Wir haben es also tatsächlich erreicht, dieses Niemandsland der Zeit zwischen den Jahren, das uns in den Wochen zuvor wie ein rettender Leuchtturm vor Augen stand. Pause. Ausatmen. Doch so sehr wir uns danach gesehnt haben, der plötzliche Stillstand bekommt nicht jedem. Früher war die Adventszeit zu Einkehr und Buße bestimmt. Davon kann man anno 2011 nicht mehr wirklich reden. Das hat sich eher auf die Tage nach Christi Ankunft verlagert - obwohl das mit der Buße bestimmt mal etwas anderes bedeutet hat als den Griff zum obersten Hosenknopf. Was kneifen Gans und Rotkohl aber auch wieder, oder liegt's etwa an den Plätzchen? Die Gicht könnte man kriegen in diesen Tagen zwischen den Jahren, verdientermaßen. Denn wer ermannt oder erfraut sich bei drei Grad und Niesel schon, einen Fuß vor die Tür zu setzen? Der Hund dreht eine Runde im Garten, das muss für alle reichen.
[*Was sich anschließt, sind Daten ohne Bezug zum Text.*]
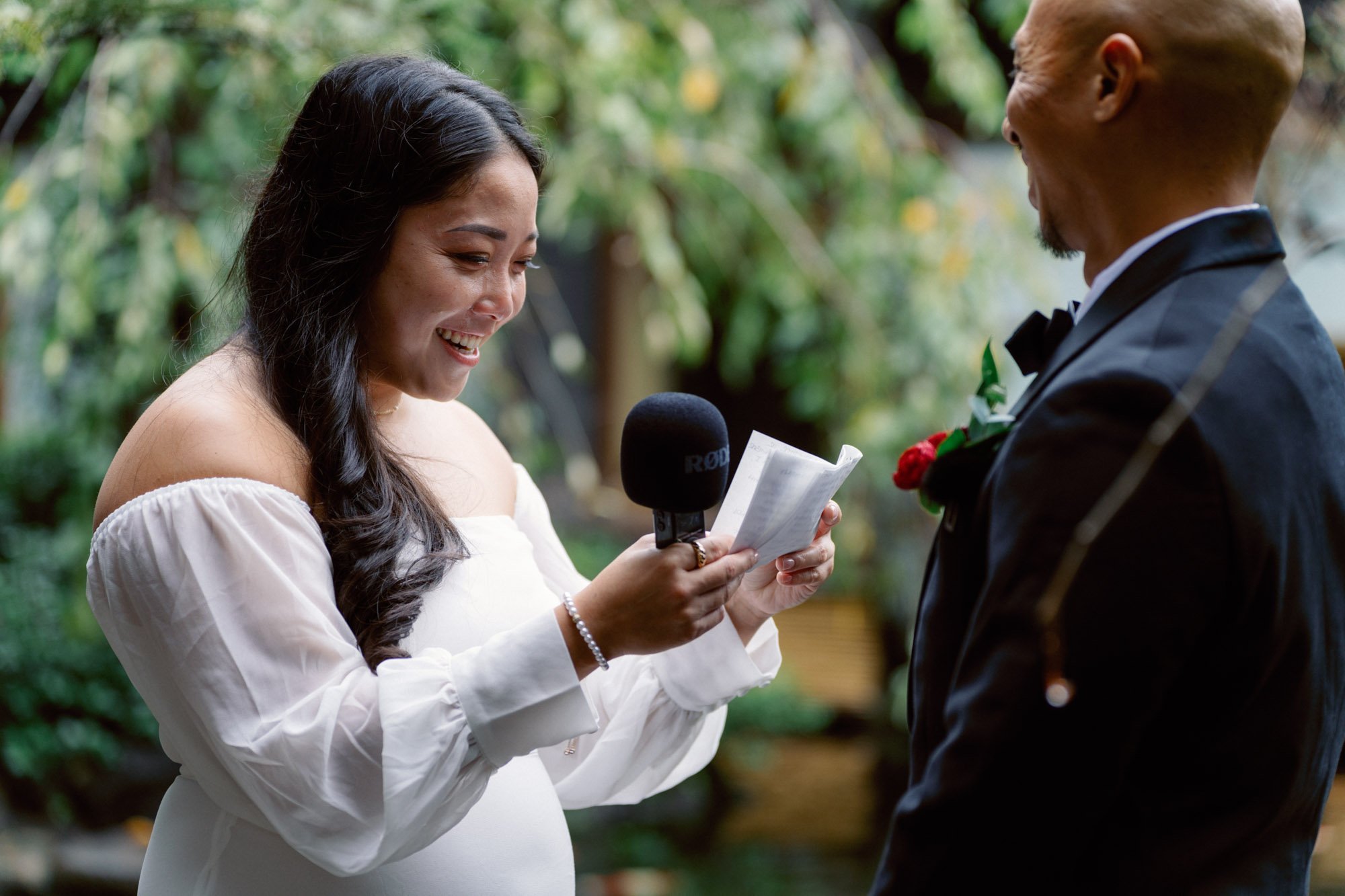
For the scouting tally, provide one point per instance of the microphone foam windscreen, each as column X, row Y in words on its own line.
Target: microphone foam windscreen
column 676, row 452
Es darf aber auch reichen, denn keiner muss etwas. Dienstleistungen? Fehlanzeige. Friseursalons, Küchenstudios und Reinigungen liegen im Dunkeln. Wer immer kann, bleibt dem Büro fern - und wer jetzt seine Projekte nicht angeschoben hat, der schiebt sie dieses Jahr auch nicht mehr an, sehr frei nach Rilke. Irgendwo brennt ein einsames Licht. Da schlüpft ein Steuerberater noch rasch durch die Regelungslücke, die der Gesetzgeber mit Wirkung zum 1. Januar geschlossen hat.

Wer sich jedoch aus dem Sofa gequält hat, für den kann ein Konzert geradezu zu einer kultischen Reinigungszeremonie werden. Einmal nur die Ohren benutzen und nicht den überstrapazierten Verdauungstrakt. Die Gefahr, sich am Ort gleich wieder der Völlerei zu ergeben, ist gering, denn das kulinarische Angebot in der Laeiszhalle hat eher etwas von einer calvinistischen Verzichtsübung. Ganzjährig übrigens. Abnehmen durch Konzertbesuch, das wäre doch mal eine Vermarktungsidee für die gebeutelten Klassikveranstalter.
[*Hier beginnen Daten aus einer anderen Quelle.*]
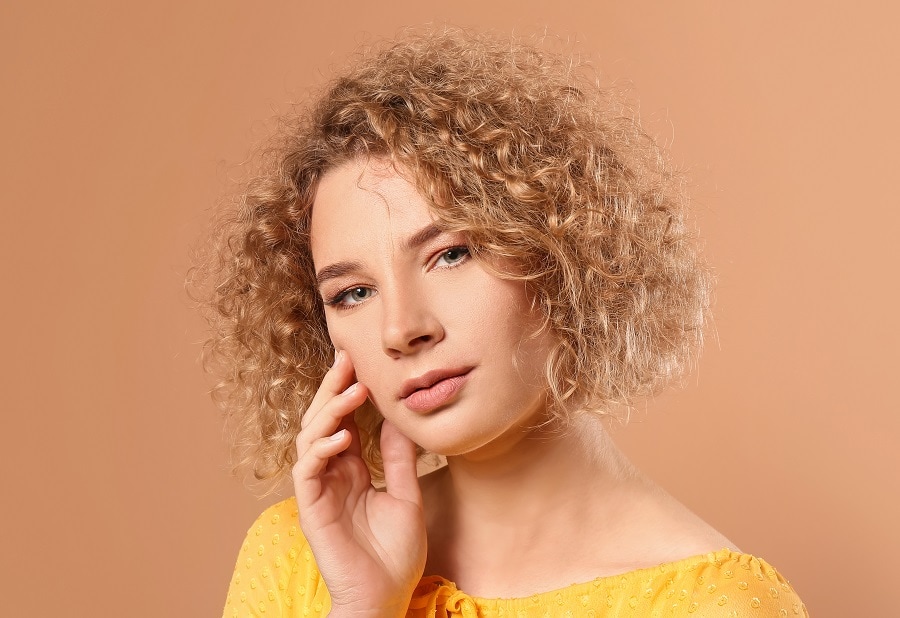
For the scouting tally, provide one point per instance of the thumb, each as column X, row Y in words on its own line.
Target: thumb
column 398, row 454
So spüren wir den ach so harten Plüsch unter den kissenverwöhnten Sitzknochen, freuen uns, den Schweinehund besiegt zu haben, und lauschen den unvermeidlichen Blechbläsern oder der ebenso unvermeidlichen Neunten Beethoven. Und haben endlich Gelegenheit, über einem neuen Vorrat an guten Vorsätzen zu brüten. Damit uns auch 2012 das schlechte Gewissen nicht ausgeht.

Unsolidere Zeitgenossen aber pfeifen gleich ganz auf die Vorsätze und ergeben sich sündigen Operetten- oder Salonklängen. So geht's natürlich auch. O Zeiten, o Sitten.